Functional Worry

I’ve decided to organize the categories of repetitive negative thinking into types so that I can also organize interventions that will be most helpful for each type. You won’t find this in any textbook, scholarly articles, or elsewhere on the internet. I’m using these types for us to have shared language without unhelpful interpretations that come with the current label of each type of thinking pattern. (For instance, “I have anxiety, not OCD,” which may or may not be true in any given person.) Refer back to my previous post for a review of the dimensions.

Type 1 – Functional worry

  • Ego-orientation: Ego-syntonic, meaning that worries seem reasonable to worrier.
  • Time orientation: Past and future
  • Content: Can be anything
  • Beliefs that maintain it: “I don’t feel as upset by everything when I worry.” “I worry because I care.” “Worrying helps me problem solve.”
  • The function that maintains it:  Suppresses all feelings (examples: uncertainty, not-just-right  feeling, guilt, disgust, embarrassment)

Worry as a function is a cognitive form of experiential avoidance, similar to thought control or thought suppression. In thought control and thought suppression, individuals make active attempts to stop thinking about the stimulating topic and distract themselves. When worrying as a cognitive avoidance, you might feel like you are thinking a lot about the topic and even feel completely preoccupied with it.
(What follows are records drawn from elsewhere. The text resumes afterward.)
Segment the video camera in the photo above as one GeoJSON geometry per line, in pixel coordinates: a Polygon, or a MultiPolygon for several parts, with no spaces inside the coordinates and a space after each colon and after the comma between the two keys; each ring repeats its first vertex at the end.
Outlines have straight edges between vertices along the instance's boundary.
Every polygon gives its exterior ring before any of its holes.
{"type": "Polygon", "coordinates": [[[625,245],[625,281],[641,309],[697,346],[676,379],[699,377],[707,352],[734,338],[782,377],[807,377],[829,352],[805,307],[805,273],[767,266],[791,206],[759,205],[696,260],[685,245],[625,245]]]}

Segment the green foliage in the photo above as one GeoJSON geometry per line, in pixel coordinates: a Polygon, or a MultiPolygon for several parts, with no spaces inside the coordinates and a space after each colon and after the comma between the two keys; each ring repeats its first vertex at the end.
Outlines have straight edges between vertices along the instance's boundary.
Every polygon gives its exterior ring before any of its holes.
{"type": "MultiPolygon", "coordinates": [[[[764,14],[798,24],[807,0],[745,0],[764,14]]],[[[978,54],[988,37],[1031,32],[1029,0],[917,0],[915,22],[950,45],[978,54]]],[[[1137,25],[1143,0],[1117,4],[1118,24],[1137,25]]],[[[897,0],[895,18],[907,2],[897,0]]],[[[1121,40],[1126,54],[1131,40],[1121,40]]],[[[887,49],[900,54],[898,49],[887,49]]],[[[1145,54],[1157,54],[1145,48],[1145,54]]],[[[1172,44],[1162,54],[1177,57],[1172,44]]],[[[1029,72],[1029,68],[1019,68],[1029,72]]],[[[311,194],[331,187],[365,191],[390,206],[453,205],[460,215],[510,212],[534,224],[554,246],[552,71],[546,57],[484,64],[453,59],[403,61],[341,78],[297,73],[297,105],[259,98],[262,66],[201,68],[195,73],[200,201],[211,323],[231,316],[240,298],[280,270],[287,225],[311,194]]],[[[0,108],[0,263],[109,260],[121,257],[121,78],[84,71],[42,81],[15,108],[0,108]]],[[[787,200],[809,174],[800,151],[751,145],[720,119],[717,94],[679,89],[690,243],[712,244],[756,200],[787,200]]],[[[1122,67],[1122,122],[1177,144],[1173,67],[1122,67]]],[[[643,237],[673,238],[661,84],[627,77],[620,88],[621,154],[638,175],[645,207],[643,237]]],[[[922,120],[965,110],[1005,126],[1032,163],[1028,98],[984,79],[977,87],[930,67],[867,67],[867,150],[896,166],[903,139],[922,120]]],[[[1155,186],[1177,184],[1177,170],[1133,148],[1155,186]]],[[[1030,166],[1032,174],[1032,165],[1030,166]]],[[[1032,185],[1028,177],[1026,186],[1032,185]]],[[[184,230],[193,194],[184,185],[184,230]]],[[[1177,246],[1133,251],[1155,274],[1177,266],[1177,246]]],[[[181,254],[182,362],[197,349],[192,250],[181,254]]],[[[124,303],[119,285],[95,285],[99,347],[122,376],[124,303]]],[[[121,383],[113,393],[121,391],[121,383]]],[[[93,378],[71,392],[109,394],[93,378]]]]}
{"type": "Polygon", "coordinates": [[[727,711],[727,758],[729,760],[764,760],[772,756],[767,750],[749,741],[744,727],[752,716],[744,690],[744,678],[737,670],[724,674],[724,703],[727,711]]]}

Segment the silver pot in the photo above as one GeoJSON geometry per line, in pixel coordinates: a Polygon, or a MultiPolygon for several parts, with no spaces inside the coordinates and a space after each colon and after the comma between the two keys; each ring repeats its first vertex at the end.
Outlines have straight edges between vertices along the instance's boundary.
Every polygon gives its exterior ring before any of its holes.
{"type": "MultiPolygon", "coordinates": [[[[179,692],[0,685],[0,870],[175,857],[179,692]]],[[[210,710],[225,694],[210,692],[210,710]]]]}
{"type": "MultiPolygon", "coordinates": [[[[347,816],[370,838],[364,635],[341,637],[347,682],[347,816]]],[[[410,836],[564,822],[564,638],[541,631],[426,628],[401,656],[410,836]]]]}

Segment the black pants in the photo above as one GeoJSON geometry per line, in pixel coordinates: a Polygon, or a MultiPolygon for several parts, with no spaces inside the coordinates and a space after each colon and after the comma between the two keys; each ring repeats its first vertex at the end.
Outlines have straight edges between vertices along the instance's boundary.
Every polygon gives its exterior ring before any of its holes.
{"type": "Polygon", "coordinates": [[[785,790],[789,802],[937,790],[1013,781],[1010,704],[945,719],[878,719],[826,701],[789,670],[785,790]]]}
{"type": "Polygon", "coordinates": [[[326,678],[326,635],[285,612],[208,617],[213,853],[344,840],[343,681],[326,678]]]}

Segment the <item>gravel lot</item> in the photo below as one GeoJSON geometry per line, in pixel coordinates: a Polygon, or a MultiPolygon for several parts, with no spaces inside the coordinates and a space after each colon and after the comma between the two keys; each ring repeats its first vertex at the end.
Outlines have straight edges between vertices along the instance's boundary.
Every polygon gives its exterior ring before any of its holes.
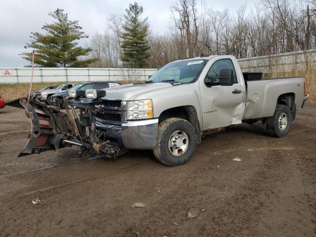
{"type": "Polygon", "coordinates": [[[316,236],[316,116],[307,106],[283,138],[260,123],[207,136],[189,162],[169,167],[151,151],[116,160],[79,159],[75,147],[17,158],[30,124],[7,107],[0,236],[316,236]],[[188,219],[191,207],[199,215],[188,219]]]}

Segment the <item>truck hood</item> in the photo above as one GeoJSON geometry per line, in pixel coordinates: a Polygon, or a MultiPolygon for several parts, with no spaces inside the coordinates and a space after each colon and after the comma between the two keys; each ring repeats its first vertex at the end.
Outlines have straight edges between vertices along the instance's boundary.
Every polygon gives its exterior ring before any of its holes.
{"type": "Polygon", "coordinates": [[[68,91],[63,91],[62,92],[58,93],[52,95],[53,97],[64,97],[68,95],[68,91]]]}
{"type": "MultiPolygon", "coordinates": [[[[163,90],[173,86],[168,82],[148,83],[143,84],[127,84],[119,86],[107,88],[106,95],[103,100],[134,100],[143,93],[157,90],[163,90]]],[[[150,99],[149,98],[148,99],[150,99]]]]}

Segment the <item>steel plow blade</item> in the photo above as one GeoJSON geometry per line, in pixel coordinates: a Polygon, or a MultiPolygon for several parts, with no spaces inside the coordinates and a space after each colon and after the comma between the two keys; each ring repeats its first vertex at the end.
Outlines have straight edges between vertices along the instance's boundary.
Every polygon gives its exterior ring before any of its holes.
{"type": "Polygon", "coordinates": [[[31,131],[28,141],[18,157],[64,147],[63,139],[72,139],[74,129],[67,115],[35,101],[21,98],[6,103],[9,106],[24,108],[30,119],[31,131]]]}

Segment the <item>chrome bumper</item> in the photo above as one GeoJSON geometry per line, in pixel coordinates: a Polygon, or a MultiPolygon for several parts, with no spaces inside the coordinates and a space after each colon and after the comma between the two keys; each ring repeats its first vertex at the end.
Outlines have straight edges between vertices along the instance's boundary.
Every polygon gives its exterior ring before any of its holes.
{"type": "Polygon", "coordinates": [[[47,99],[47,95],[39,95],[39,99],[40,101],[46,101],[47,99]]]}
{"type": "Polygon", "coordinates": [[[127,121],[121,125],[101,123],[96,119],[95,125],[106,130],[109,137],[121,140],[128,149],[152,150],[156,145],[158,118],[127,121]]]}

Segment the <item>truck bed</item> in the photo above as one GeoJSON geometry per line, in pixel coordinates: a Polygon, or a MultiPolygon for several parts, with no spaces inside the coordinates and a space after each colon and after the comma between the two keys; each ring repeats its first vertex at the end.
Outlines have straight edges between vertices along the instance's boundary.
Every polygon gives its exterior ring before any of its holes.
{"type": "Polygon", "coordinates": [[[278,98],[284,94],[294,96],[296,110],[302,107],[304,99],[303,78],[269,78],[246,80],[245,83],[247,99],[243,119],[272,116],[278,98]]]}

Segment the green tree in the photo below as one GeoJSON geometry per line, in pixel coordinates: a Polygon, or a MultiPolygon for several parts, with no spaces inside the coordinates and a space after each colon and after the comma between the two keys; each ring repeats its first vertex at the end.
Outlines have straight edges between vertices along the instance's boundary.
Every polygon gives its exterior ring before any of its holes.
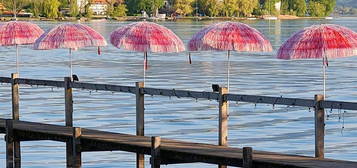
{"type": "Polygon", "coordinates": [[[60,3],[58,0],[44,0],[43,2],[43,11],[47,18],[57,18],[58,17],[58,8],[60,3]]]}
{"type": "Polygon", "coordinates": [[[194,0],[175,0],[173,9],[176,13],[186,16],[193,12],[193,2],[194,0]]]}
{"type": "Polygon", "coordinates": [[[279,15],[279,12],[275,8],[275,4],[279,0],[266,0],[263,4],[263,9],[266,10],[269,15],[279,15]]]}
{"type": "Polygon", "coordinates": [[[93,11],[90,8],[90,6],[91,6],[91,3],[88,3],[87,5],[84,6],[84,12],[85,12],[84,16],[88,19],[93,17],[93,11]]]}
{"type": "Polygon", "coordinates": [[[114,7],[113,11],[113,16],[114,17],[123,17],[126,16],[126,12],[128,12],[128,9],[126,8],[125,4],[119,4],[114,7]]]}
{"type": "Polygon", "coordinates": [[[219,0],[207,0],[205,8],[207,9],[208,16],[216,17],[221,13],[223,4],[219,0]]]}
{"type": "Polygon", "coordinates": [[[15,14],[18,14],[25,6],[29,6],[30,0],[4,0],[5,8],[12,10],[15,14]]]}
{"type": "Polygon", "coordinates": [[[30,3],[30,11],[35,17],[40,17],[43,14],[43,0],[32,0],[30,3]]]}
{"type": "Polygon", "coordinates": [[[259,7],[258,0],[238,0],[238,13],[240,16],[250,16],[254,9],[259,7]]]}
{"type": "Polygon", "coordinates": [[[77,0],[71,0],[69,5],[69,13],[72,17],[77,17],[79,14],[77,0]]]}
{"type": "Polygon", "coordinates": [[[238,12],[237,0],[223,0],[223,13],[226,17],[232,17],[238,12]]]}
{"type": "Polygon", "coordinates": [[[326,6],[319,2],[310,1],[308,11],[310,16],[322,17],[325,16],[326,6]]]}
{"type": "Polygon", "coordinates": [[[293,10],[296,12],[297,16],[305,16],[307,11],[306,1],[295,0],[293,10]]]}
This form of worry is problematic when you don’t feel like you get to choose to think about it and when the thinking you are doing is not becoming problem-solving. If you have fallen into the habit of worrying as experiential avoidance, you probably don’t know what you feel about the content that preoccupies you. Another clue is that you can’t stop thinking about it, but you don’t want to talk about it. You feel an aversion to anyone asking you about it, you don’t want to discuss it in psychotherapy, and if you were to try to write out what you are worried about, it would either be very hard to do or feel very uncomfortable for you.

Here are some questions to ask yourself if you are experiencing worry as experiential avoidance:

  • If I didn’t feel anxiety, what would I feel? (examples: sadness, anger, guilt, fear, regret, jealousy, embarrassment, NJR)
  • If I was going to take action on this topic, rather than worrying about it, what is my next step?
  • Is there anything I can actually do differently?

Scheduled worry time is the most of effective intervention for worry as a function. When the main function of your worry is to avoid or suppress uncomfortable sensations and feelings (that is, experiential avoidance), the best thing you can do is go towards it until it is boring. Write out all of your fears and then say them over and over until it is no longer distressing.

Notice the dimensions above. Scheduled worry time should challenge the idea that worrying is reasonable. The time orientation and content don’t matter. If your worry is not also maintained by actual problems to solve or beliefs about the utility of worry, scheduled worry time should challenge the function of your worrying and break your habit.

The main intervention for functional worry: Scheduled worry time

Scheduled worry time involves setting aside 10 minutes per day twice per day to worry aloud. During this exercise, you should plan what you will worry ahead of time, writing down everything you worry about in the format:

“What if _(catastrophic thought)__?”

Do not problem solve or answer the question, just write a list of the things you worry about. As an example, the list might include:

  • What if I don’t get where I need to be on time?
  • What if my car breaks down?
  • What if my child gets sick?
  • What if something terrible happens to me?
  • What if there’s something wrong with my mind?
  • What if I feel embarrassed at the upcoming event?
  • What if I’m not prepared for the thing I need to prepare for?
  • What if ____ is mad at me?
  • What if I do something that causes people to dislike me?
  • What if I fail?
  • What if I make a mistake at the thing I’m trying and maybe I don’t fail but it has some other catastrophic consequence?
  • What if worrying so much means something bad about me?
  • What if anxiety isn’t my problem?
  • What if I’m anxious forever?
  • What if this technique doesn’t work?

Your list can be as short or long as you want it to be and you can add to it over time. It’s important that you continue to worry out loud, in a mirror for 10 full minutes, even if you only have a minute or two of worries. By repeating the worries over and over you will likely start by feeling anxious, but finish the task feeling bored.

The point is four-fold:

  • Contain the worries to one part of the day and have a place to “put” worries that pop up in the middle of the day, thinking “Oh. Let me get back to whatever I’m doing. I’ll worry about that later.”
  • Desensitize yourself to the thoughts themselves, by hearing them out loud in your own voice.
  • Learn to see your worries as chatter, that just pops up when you feel anxious, not as content that is important to respond to.
  • Cue yourself to respond to the thoughts as worry when they intrude in your mind at other times, not as content that is important to respond to.

To learn more about scheduled worry time, read Dr. David Carbonell’s book The Worry Trick.

If you give scheduled worry time a fair shot and you still worry a lot, your worry is not primarily maintained by functional cognitive avoidance.